Ahí también, los sobrevivientes; el Camilo, que cubrió la retirada con su ametralladora M-60, El Chico Pinel, q no pudo salvar su súper radio de más de 10 bandas, el tavarich mandibulin, el Álvaro Maltez y Marvin Vallecillo, también el sanitario Manolo q se hizo medico doctor y otro puño de muchachos que después de ese combate, se quedaron algunos meses más en el monte, acompañando al millar de enamorados de la revolución y centinelas del amor, esparcidos desde San Carlos, San Miguel, La Azucena, el Almendro y Boaco, hasta San José del Bocay, Rio Blanco, San Pedro, Wana Wana y Kuskawas.

Todos, en sus tiempos de posta, recordaban la noche que fueron concentrados en los centros de estudio Experimental México y Miguel d Cervantes, de las lágrimas de sus progenitoras madres y postergadas novias, de gritar patria libre o morir, encima de aquellos camiones, para no reventar en llanto y ahogar el nudo en la garganta para desprenderse de la sensación del posible "nunca jamás" Hacían referencia de la noche eterna en Solingalpa que llamaba al asomo del arrepentimiento de haber partido, del horrible arroz, mazoso y crudo que debieron digerir el mero 24 de diciembre en aquella escuela oscura, de inmensas estrellas, de lluvia y lodo de Wana Wana, donde la sabana cálida y blanca de la cama en el hogar, era una tentación que contrastaba con el pedazo de plástico negro que ahora los cobijaba resignado.

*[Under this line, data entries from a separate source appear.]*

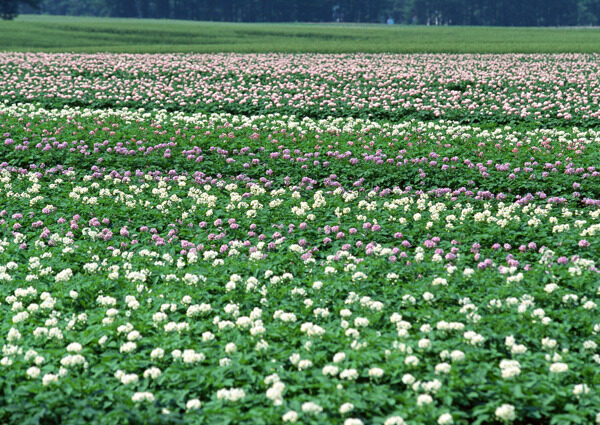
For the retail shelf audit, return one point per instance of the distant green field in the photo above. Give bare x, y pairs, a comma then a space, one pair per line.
76, 34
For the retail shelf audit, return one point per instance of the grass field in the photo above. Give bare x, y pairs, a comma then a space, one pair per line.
77, 34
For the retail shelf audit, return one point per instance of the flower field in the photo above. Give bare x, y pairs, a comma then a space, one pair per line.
315, 239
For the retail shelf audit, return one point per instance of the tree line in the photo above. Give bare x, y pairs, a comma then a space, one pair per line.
422, 12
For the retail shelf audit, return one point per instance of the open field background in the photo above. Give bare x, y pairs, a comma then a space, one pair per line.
70, 34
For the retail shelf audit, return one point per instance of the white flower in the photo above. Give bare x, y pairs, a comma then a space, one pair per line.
394, 420
290, 416
445, 419
580, 389
49, 378
193, 404
442, 368
559, 367
408, 379
142, 396
330, 370
376, 372
411, 361
349, 374
310, 407
231, 394
339, 357
33, 372
509, 368
74, 347
128, 347
152, 372
424, 399
346, 407
506, 413
457, 355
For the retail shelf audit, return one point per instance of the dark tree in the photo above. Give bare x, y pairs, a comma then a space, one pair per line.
9, 9
422, 12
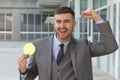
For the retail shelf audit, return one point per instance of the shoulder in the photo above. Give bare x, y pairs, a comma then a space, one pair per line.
82, 41
42, 40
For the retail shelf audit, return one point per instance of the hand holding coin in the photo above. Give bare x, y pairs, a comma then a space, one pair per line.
29, 49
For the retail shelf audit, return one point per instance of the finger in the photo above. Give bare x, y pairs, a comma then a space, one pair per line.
22, 58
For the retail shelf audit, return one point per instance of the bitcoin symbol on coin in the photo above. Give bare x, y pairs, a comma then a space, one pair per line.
29, 48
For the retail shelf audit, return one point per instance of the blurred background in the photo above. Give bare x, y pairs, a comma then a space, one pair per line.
23, 21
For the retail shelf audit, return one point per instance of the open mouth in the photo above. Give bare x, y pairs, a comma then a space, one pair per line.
63, 30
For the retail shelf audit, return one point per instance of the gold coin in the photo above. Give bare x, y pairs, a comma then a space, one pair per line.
29, 48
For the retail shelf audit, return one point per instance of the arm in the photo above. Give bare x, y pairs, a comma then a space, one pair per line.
108, 43
27, 72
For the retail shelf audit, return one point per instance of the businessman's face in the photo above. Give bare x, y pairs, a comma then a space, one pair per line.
64, 25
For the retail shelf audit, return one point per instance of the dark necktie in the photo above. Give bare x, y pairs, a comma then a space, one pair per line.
60, 54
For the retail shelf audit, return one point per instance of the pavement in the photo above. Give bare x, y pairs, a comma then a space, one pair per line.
9, 53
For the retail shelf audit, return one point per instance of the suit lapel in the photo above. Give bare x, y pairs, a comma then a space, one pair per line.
72, 54
49, 57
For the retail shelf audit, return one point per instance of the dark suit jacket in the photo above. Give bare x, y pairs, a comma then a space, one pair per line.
81, 52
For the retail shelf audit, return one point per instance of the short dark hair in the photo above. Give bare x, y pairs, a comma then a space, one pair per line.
63, 10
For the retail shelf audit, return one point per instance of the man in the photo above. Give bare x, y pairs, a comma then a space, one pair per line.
75, 62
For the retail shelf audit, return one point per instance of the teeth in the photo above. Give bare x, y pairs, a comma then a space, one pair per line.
63, 30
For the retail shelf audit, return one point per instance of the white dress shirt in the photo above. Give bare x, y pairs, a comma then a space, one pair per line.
56, 46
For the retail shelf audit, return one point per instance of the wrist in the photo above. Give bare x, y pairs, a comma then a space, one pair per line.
23, 73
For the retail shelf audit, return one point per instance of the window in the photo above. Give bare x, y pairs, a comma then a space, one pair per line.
99, 3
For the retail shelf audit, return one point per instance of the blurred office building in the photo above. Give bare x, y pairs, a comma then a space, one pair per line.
27, 20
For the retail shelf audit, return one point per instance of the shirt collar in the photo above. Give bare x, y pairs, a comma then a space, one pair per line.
57, 42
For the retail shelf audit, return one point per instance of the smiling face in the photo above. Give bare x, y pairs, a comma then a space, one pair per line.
64, 25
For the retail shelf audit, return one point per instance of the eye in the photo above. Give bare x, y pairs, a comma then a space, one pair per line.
67, 21
58, 21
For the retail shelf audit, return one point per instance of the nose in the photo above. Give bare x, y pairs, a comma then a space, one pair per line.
62, 24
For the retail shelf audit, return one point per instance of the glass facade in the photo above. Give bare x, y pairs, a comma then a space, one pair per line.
6, 26
35, 26
99, 3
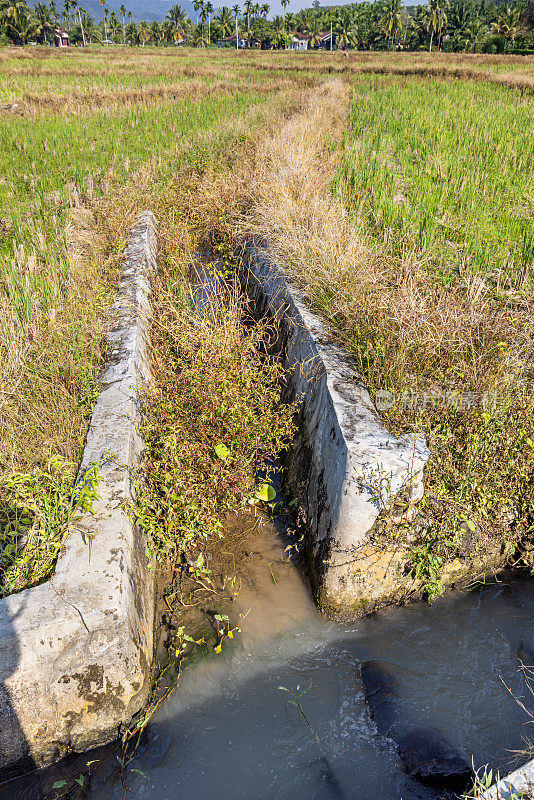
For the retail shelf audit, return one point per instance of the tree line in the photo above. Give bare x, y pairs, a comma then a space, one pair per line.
450, 25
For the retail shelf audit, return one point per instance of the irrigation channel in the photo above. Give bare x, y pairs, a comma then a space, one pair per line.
303, 708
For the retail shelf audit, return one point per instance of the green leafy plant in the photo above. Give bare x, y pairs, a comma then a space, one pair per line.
37, 510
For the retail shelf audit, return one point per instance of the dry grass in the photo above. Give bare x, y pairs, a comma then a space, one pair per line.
410, 331
355, 278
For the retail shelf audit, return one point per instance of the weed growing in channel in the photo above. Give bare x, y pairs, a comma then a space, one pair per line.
212, 419
36, 511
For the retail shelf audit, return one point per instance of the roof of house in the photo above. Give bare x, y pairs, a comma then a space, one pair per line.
242, 38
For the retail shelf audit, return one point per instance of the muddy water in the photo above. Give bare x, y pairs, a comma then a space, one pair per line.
230, 733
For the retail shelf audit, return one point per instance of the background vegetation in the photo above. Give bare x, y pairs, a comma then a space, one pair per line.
452, 25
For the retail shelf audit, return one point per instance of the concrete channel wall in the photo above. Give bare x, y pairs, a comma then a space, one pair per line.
518, 785
344, 468
76, 651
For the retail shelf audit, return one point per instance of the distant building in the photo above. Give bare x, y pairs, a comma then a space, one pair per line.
61, 37
324, 40
229, 41
299, 41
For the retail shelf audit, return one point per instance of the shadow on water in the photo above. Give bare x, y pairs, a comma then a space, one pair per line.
13, 744
230, 733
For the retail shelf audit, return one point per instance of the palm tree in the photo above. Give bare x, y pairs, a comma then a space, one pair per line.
345, 28
435, 19
155, 32
235, 12
103, 2
132, 36
508, 25
279, 31
42, 15
314, 29
122, 11
144, 32
284, 4
391, 20
179, 20
209, 12
248, 6
54, 16
224, 18
113, 24
19, 22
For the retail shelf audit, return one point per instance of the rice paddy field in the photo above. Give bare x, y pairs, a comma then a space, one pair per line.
398, 188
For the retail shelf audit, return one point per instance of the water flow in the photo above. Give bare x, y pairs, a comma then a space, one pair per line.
229, 731
282, 711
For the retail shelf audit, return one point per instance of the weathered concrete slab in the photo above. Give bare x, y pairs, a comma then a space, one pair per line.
76, 651
344, 467
518, 785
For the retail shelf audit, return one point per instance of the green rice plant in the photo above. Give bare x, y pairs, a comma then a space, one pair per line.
447, 168
213, 418
37, 510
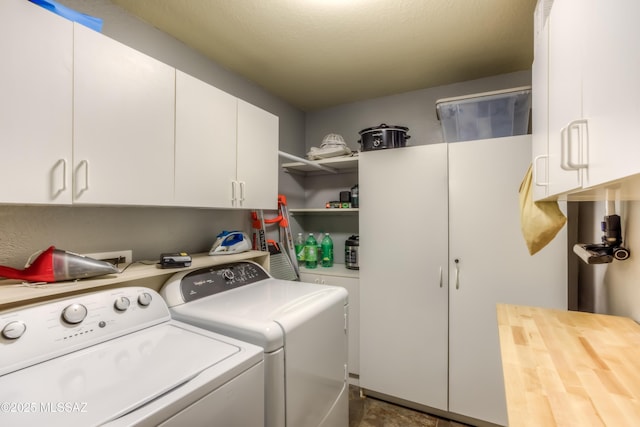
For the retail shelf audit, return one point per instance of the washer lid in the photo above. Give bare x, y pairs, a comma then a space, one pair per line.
103, 382
253, 313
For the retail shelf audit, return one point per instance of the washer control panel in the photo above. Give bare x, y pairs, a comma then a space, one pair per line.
212, 280
37, 333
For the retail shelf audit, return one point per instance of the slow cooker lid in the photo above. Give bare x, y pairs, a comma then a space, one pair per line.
384, 127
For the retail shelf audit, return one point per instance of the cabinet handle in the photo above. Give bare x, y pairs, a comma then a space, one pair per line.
535, 170
64, 175
563, 149
242, 185
233, 193
55, 192
86, 176
583, 137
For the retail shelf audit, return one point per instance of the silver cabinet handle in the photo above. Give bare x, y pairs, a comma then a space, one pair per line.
55, 192
84, 163
242, 186
567, 143
535, 171
233, 192
64, 175
583, 136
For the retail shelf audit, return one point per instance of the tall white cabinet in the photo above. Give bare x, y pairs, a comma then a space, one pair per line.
430, 282
36, 105
123, 138
403, 273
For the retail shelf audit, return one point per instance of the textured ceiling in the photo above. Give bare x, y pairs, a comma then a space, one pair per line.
320, 53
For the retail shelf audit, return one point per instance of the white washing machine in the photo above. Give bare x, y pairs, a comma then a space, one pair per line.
116, 358
302, 328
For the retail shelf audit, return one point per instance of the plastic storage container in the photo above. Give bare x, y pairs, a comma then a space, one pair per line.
485, 115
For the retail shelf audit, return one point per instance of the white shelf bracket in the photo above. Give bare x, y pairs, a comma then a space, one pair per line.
307, 162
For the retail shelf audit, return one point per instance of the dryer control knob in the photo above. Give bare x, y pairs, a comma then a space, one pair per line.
74, 313
228, 275
14, 330
122, 303
144, 299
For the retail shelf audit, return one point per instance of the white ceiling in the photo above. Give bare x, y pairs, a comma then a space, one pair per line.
320, 53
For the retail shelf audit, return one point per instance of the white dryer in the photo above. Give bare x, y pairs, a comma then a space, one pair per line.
302, 328
116, 358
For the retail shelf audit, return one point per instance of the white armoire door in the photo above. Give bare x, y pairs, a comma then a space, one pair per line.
489, 264
403, 273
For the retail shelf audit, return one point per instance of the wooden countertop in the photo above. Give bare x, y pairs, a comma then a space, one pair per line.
567, 368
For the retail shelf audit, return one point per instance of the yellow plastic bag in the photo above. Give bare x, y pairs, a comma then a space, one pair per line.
540, 221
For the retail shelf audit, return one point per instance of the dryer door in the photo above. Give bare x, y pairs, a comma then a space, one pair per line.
316, 359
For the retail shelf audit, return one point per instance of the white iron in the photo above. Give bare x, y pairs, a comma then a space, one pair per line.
230, 242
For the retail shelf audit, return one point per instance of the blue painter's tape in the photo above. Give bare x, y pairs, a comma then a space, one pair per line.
72, 15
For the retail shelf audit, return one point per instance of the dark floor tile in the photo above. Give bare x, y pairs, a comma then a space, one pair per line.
370, 412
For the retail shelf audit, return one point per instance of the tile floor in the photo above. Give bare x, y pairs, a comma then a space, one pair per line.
370, 412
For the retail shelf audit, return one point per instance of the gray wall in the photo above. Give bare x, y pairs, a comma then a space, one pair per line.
415, 110
148, 231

Hacían cuentas de lo que harían una vez desmovilizados, de dejar a un lado los cigarros Valencia y Rollal por un Winsor, de la cervezas y el ron que se pasarían por el gasnate, de los polvos pendientes, del cariño infinito que serían capaces de generar hacia sus madres y los suyos, del amor correspondido a la mujer que los había esperado, para seguirlos aguantando.

Todo fue negado de tajo, para más de un centenar de aquellos muchachos, en diferente horas, días y meses, pero aquel 27 de febrero, fue el más duro de todos los segundos; de una vez, 23 de nuestros camaradas, no los cobijó más el sol, sus corazones se desangraron acariciando el alba y la esperanza, pagando el precio más alto, que una joven alma puede valer; su vida, su existencia, su ser.

El sicario resucitado, habían vengado la osadía de los hacedores de revolución, el dolor estaba consumado; los instantáneos momentos eternos del aleteo del inquieto colibrí, reposaba; el néctar en sus picos, algunos todavía moribundos, fueron arrancados.

Más en ese momento, el viento del recuerdo había arrebatado ya, las almas, heridas de muerte, esparciendo su sacrificio en buena semilla, en el de una generación que se reencuentra y evidencia su abrazo en sendas fotos, en una generación q se resiste a existir, que aún, cuando de manera, tenue, los conmemora, el pesar hecho respeto, los invade, compartiendo las historias de siempre, detrás de aquellos fríos muros, que postean sin relevo, el polvo de sus huesos, que perciben el infinito amor de cada madre, que acude a su imborrable recuerdo, hacedor del verso popular hecho cuento, cuecho, que constituyó como eslabón entre la generación que deshizo la tiranía y la sacrificada generación de los 80, en "La Generación de los Jóvenes de San José de las Mulas" y a su expresión máxima; sus héroes y mártires.